Goal: Practice with simple linear regression.
Natural Resources Canada publishes fuel consumption and CO2 emissions ratings for all cars sold in Canada; you can find this information on new car stickers like this one:
The relevant data are available through the Gov’t of Canada’s Open Data portal. The purpose of this exercise is to model fuel consumption based on engine characteristics. You can load the data using:
library(tidyverse)
fcr = read_csv("../data/2018 Fuel Consumption Ratings.csv") %>%
mutate( FUEL = factor( FUEL, levels = c("X", "Z", "D", "E", "N"),
labels = c("Regular", "Premium", "Diesel", "Ethanol", "Nat Gas")) )
You will try to model fuel consumption based on engine size.
- Recreate the following plot.
- Keep only vehicles that use gasoline (either Regular or Premium).
fcr_gsln = fcr %>% filter( FUEL %in% c("Regular", "Premium"))
Fit a linear regression model for CO2 emissions (in gr/km) based on engine size (in L). Create a scatteplot of the data together with the regression line.
- Check the model parameters to answer the following questions:
- How much do CO2 emissions increase, on average, for an additional litre of engine size?
- What percent of CO2 emissions variability can be attributed to differences in engine size?
- What is the strandard deviation of the errors around the regression line?
Assume a new car is being launched with a 4.2L engine. Create a prediction and approximate 95% prediction interval for the CO2 emissions of the new car.
Consider only the three manufacturers (MAKE
): FORD, HONDA, and VOLKSWAGEN. Recreate the following CO2 emissions vs Engine Size scatterplot, overlaid with the regression lines and confidence bands for each manufacturer. Which manufacturer seems to be producing the most efficient cars? Do the differences look statistically significant? Justify your answer.
Create a prediction interval for a new HONDA car with a 4.2L engine (i.e. using HONDA data only).
Instead of using regression, we could have treated each engine size as a separate category and fitted an ANOVA model; the side-by-side boxplots below demonstrate this approach.
fcr %>% filter( FUEL %in% c("Regular", "Premium")) %>%
ggplot(aes( x = ENGINE_SIZE, y = CO2_EMISSIONS)) +
geom_boxplot( aes(group = ENGINE_SIZE)) + geom_smooth( method = "lm")
Answer the following questions: a) How many parameters (group means) would you have to estimate with the ANOVA approach? b) Which approach, ANOVA or linear regression, is more flexible for describing average CO2 emissions at different engine sizes?
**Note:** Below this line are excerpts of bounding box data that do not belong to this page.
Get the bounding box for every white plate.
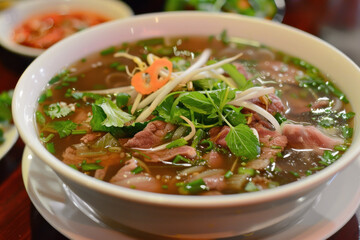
[22,147,360,240]
[0,125,19,160]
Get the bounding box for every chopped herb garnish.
[166,138,187,149]
[224,170,234,178]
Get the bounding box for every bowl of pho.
[12,12,360,238]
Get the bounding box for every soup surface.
[36,31,354,195]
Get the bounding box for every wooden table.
[0,0,360,240]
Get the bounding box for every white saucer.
[22,147,360,240]
[0,125,19,160]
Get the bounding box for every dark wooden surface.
[0,0,360,240]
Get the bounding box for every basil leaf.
[95,98,133,127]
[225,124,260,160]
[179,92,214,114]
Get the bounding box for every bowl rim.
[0,0,134,58]
[12,11,360,208]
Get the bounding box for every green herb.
[319,150,341,166]
[45,103,72,119]
[224,170,234,178]
[225,124,260,159]
[166,138,187,149]
[0,90,13,122]
[116,93,130,108]
[340,125,354,139]
[0,128,5,144]
[274,112,287,124]
[201,139,214,152]
[334,145,349,152]
[35,111,46,126]
[191,129,205,148]
[178,92,214,114]
[95,98,133,127]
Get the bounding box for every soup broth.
[36,32,354,195]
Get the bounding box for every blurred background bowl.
[0,0,133,57]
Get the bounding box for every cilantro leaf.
[223,105,246,126]
[0,90,13,122]
[95,98,133,127]
[45,103,72,119]
[179,92,214,114]
[48,120,77,138]
[225,124,260,160]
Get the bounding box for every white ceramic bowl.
[12,12,360,238]
[0,0,133,57]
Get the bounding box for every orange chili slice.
[131,58,172,94]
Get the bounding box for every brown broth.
[38,37,353,195]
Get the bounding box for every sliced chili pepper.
[131,58,172,94]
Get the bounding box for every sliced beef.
[139,145,196,162]
[110,158,162,193]
[62,147,121,180]
[246,123,288,170]
[124,120,175,148]
[282,124,344,150]
[249,93,285,115]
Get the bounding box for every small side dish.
[0,0,133,57]
[13,11,110,49]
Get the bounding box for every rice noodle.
[132,116,196,152]
[229,87,275,104]
[135,49,241,122]
[229,101,281,133]
[178,166,206,176]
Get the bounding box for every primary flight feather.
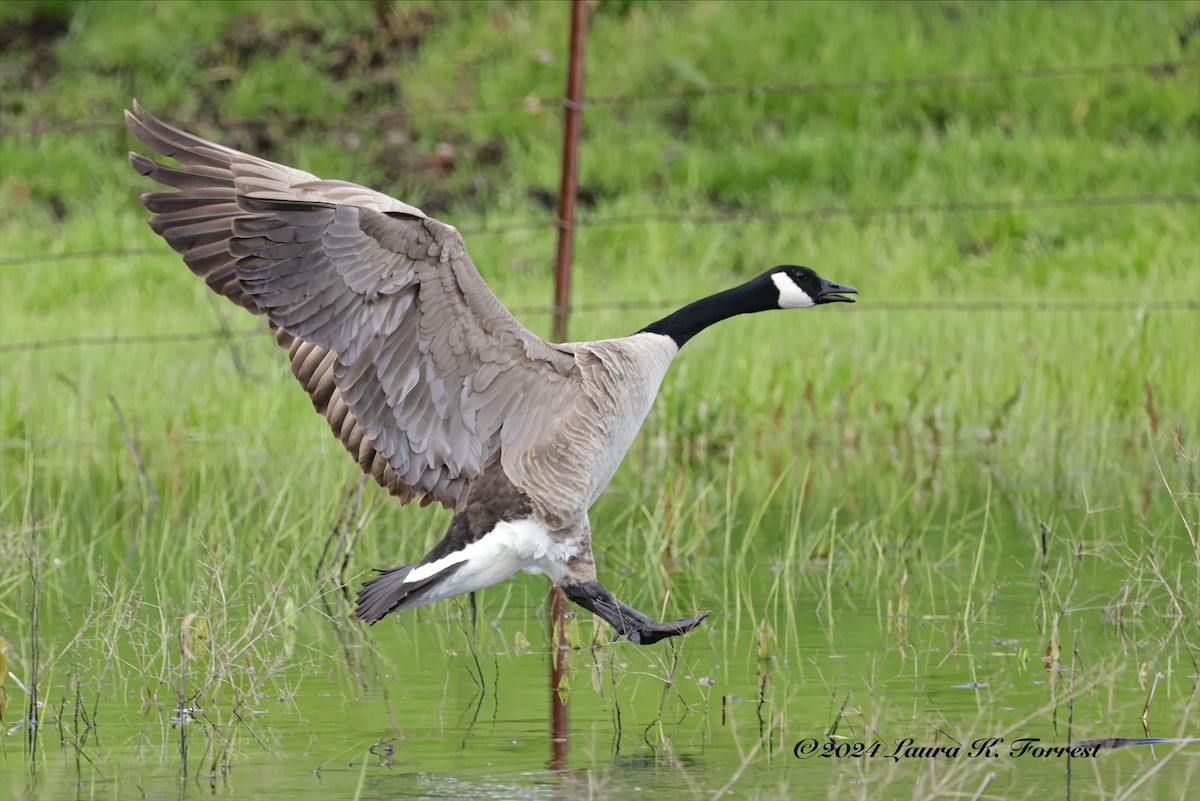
[125,103,856,643]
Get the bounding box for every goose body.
[126,104,856,643]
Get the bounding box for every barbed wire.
[0,300,1200,354]
[0,59,1200,135]
[0,193,1200,267]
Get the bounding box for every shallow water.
[9,525,1200,801]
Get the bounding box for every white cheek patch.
[770,272,815,308]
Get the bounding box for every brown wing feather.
[126,106,578,512]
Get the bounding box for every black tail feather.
[354,562,462,626]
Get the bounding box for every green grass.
[0,2,1200,797]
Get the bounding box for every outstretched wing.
[126,104,580,511]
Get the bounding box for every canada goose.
[125,103,857,644]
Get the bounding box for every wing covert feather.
[126,106,580,517]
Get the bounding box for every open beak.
[816,273,858,303]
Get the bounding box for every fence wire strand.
[0,59,1200,135]
[0,193,1200,267]
[0,59,1200,354]
[0,300,1200,354]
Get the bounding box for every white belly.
[404,518,571,607]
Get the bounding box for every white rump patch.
[404,518,568,607]
[770,272,814,308]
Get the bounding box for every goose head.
[763,264,858,308]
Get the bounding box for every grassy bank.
[0,2,1200,797]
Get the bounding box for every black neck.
[638,276,778,348]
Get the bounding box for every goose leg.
[560,582,709,645]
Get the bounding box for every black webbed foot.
[562,582,710,645]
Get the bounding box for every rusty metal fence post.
[548,0,588,770]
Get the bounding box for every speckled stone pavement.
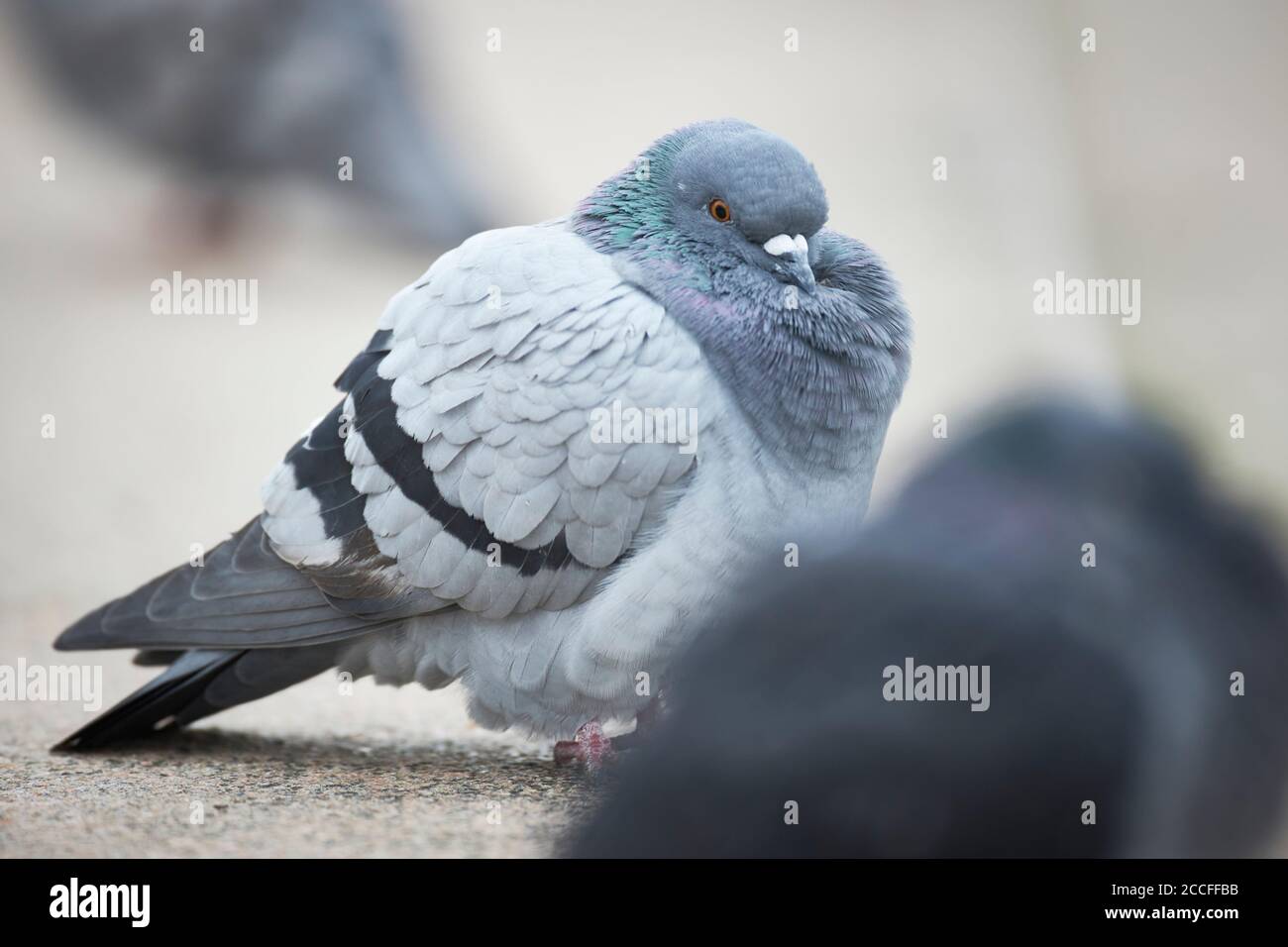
[0,607,600,858]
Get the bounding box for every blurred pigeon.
[572,404,1288,857]
[58,120,910,763]
[21,0,485,246]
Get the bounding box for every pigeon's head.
[572,120,911,472]
[581,120,827,292]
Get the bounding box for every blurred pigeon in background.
[56,121,910,764]
[572,406,1288,857]
[17,0,486,246]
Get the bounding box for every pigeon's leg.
[555,720,615,770]
[613,695,662,750]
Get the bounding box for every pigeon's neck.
[623,231,911,475]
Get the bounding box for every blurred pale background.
[0,0,1288,850]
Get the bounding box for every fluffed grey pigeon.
[18,0,486,246]
[572,403,1288,858]
[56,120,910,763]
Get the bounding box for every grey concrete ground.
[0,608,599,858]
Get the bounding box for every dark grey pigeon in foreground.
[17,0,485,246]
[58,121,910,764]
[572,407,1288,857]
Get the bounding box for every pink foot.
[555,720,617,771]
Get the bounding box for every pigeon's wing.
[262,222,711,617]
[56,223,712,650]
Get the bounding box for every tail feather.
[53,651,246,750]
[53,646,338,750]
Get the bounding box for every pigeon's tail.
[54,520,387,750]
[53,644,338,750]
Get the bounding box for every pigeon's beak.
[765,233,815,292]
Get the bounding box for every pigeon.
[568,401,1288,858]
[56,120,911,766]
[20,0,488,248]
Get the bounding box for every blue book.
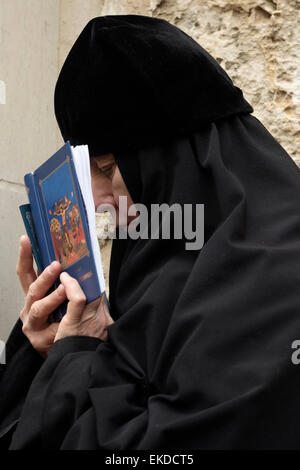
[20,142,105,321]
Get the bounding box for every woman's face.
[90,153,135,225]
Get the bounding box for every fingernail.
[60,271,69,280]
[56,284,65,295]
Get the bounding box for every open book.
[20,142,105,321]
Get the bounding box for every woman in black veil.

Justify your answer. c) Based on the plot, do you think the two approaches are very different? Justify your answer. d) Could you use the ANOVA model to predict the CO2 emissions for a 4.2L engine? Justify your answer.
- Below is a plot of the combined city/highway fuel consumption (
COMB
, in L/100km), versus CO2 emissions (in g/km). It seems there is an almost perfect relationship between the two, which implies that emissions are almost exlusively determined by how much gas is used.
fcr_gsln %>% ggplot(aes(x = COMB, y = CO2_EMISSIONS)) + geom_point()
Estimate the amount of CO2 (in g) emitted by burning 1L of gasoline, by fitting an appropriate regression model to the data.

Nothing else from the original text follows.